Once again I was seated at my own little table. Perhaps it was even worse, in my present state of resentful introspection, that the rest of the dining room was full of gaily chattering groups. I spent an inordinate amount of time dissecting a fish and got down a large portion of boiled potatoes and veg. After the meal I made an assault on the bathroom upstairs. I managed to coax a little hot water from the taps while I undressed. My feet, still encased in elastoplast, felt pretty good – sore but not blistered. Having already established my idiocy credentials by scaring myself over Frumming Beck, I now compounded my foolishness by deciding not to un-tape. The prospect of losing still more time while my bath water iced over and the hope that I could save a great deal of time on the morrow persuaded me to jump into the pink tub with all those mummified toes still hidden from sight.
When I was again presentable I limped back to the telephone kiosk and tried to make my first contact with London relatives, but I hadn’t brought the correct number and twenty minutes passed while a very kind gentleman at the local exchange attempted to prize a useful number from his counterparts in the South. Defeated, I returned to the pub for a final half lager. Outside, a troop of congenitally damaged Scouts stood stolidly, shoving crisps into their red, blotchy faces. They were still there when I returned to my annex, a journey requiring a descent of three steps, steps that again caused a determined pain in the left knee. For a while I lay on one of the beds just shivering with fatigue and despair. A day that had begun in elation had ended in dejection.

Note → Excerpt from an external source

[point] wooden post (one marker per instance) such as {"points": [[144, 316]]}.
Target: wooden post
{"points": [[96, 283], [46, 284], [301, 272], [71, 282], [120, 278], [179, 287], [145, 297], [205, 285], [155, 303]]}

Before sleep finally came I had to rouse myself to off-load all that lager. The pub was closed and with it the hotel. They hadn’t provided me with a key and I didn’t want to return to the public conveniences across the bridge, so I crept up the lane behind my bungalow and aimed at a wall in the darkness. In the morning I realized that my chosen spot lay directly at the start of the next day’s march. I had peed on the Pennine Way.